# How can I remove dog fur from the insides of my shoes?



## Wilson94 (Apr 28, 2014)

Long story short - I've been incredibly lazy when it comes to hoovering my flat (wooden floors) and all my socks always have tons of dog hair on them. (My dog is a staffy and seems to shed like there's no tomorrow) Hence, my shoes have collected a large amount of fur inside them. In fact, I wouldn't be surprised if there's some fleas breeding in there.

The fur is stuck to the insoles and the fabric of the sides of the shoe, and I can't think of an easy way to get it all out. Any ideas?

My new year's resolution is too hoover at least once every two days, so hopefully I can prevent this happening in the future, but I'm looking for a way to sort out the current shoes. Or are they too far gone?


----------



## Kathyy (Jun 15, 2008)

I do the same thing. Disgusting looking but still I walk around with socks.

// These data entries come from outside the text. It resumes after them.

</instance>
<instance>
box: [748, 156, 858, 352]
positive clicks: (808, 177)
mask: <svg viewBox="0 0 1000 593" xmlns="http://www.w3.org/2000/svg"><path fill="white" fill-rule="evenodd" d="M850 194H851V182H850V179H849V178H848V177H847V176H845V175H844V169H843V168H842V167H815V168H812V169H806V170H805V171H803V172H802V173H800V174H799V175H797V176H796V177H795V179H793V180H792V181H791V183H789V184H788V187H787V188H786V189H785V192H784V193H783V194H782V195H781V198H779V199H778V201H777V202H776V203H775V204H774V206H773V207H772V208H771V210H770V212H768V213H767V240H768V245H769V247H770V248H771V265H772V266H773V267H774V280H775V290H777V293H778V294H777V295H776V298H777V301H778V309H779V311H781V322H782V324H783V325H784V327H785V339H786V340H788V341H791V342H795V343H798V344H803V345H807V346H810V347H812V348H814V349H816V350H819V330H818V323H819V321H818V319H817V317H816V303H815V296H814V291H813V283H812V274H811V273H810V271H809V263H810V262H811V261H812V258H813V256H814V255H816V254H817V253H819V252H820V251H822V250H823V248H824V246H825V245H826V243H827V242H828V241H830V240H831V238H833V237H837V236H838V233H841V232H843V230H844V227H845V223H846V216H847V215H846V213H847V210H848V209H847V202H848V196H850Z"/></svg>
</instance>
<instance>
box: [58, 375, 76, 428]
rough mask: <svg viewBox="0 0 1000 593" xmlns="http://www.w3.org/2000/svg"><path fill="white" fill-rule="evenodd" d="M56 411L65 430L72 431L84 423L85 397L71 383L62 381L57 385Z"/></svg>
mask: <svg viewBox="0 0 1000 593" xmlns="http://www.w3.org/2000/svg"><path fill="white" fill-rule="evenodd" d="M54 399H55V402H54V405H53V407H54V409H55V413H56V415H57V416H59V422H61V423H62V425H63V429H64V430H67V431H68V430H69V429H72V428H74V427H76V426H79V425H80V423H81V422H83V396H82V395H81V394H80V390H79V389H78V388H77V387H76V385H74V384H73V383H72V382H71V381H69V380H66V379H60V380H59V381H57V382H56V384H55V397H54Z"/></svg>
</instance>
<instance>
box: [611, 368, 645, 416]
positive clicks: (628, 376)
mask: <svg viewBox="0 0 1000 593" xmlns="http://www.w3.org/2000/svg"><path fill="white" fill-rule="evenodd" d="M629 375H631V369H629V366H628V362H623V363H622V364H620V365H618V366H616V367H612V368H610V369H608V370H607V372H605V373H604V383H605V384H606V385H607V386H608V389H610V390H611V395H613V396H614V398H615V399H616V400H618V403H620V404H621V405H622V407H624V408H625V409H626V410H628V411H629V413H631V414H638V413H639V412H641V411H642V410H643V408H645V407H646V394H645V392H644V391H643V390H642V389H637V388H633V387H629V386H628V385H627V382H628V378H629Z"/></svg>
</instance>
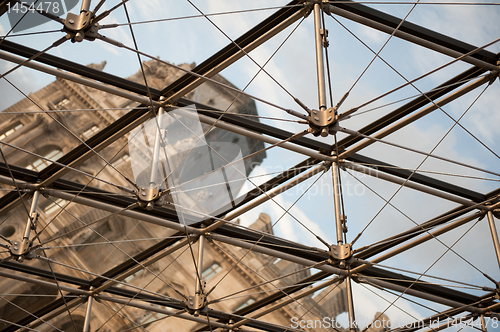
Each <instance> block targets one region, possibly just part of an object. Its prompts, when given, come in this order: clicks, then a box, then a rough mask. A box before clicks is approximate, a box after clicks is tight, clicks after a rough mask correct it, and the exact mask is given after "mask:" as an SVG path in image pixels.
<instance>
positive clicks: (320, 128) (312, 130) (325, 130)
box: [309, 107, 337, 137]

I never do but take out the insoles and brush them. A rubber glove like the ones doctors use will gather fur up nicely and use it to pick up the clumps gathered. I do this on the slipcovered sofa so I don't have to take off the slipcover all the time and it works wonders. Probably ought to try this on MY shoes as well......


----------



## hanksimon (Mar 18, 2009)

A similar method is to wrap your hand with duct tape or masking tape, sticky side out to use as a lint remover. Then, rub the inside of the show with your hand. You can also rub your socks with this. When the tape is less sticky, wrap more on.


----------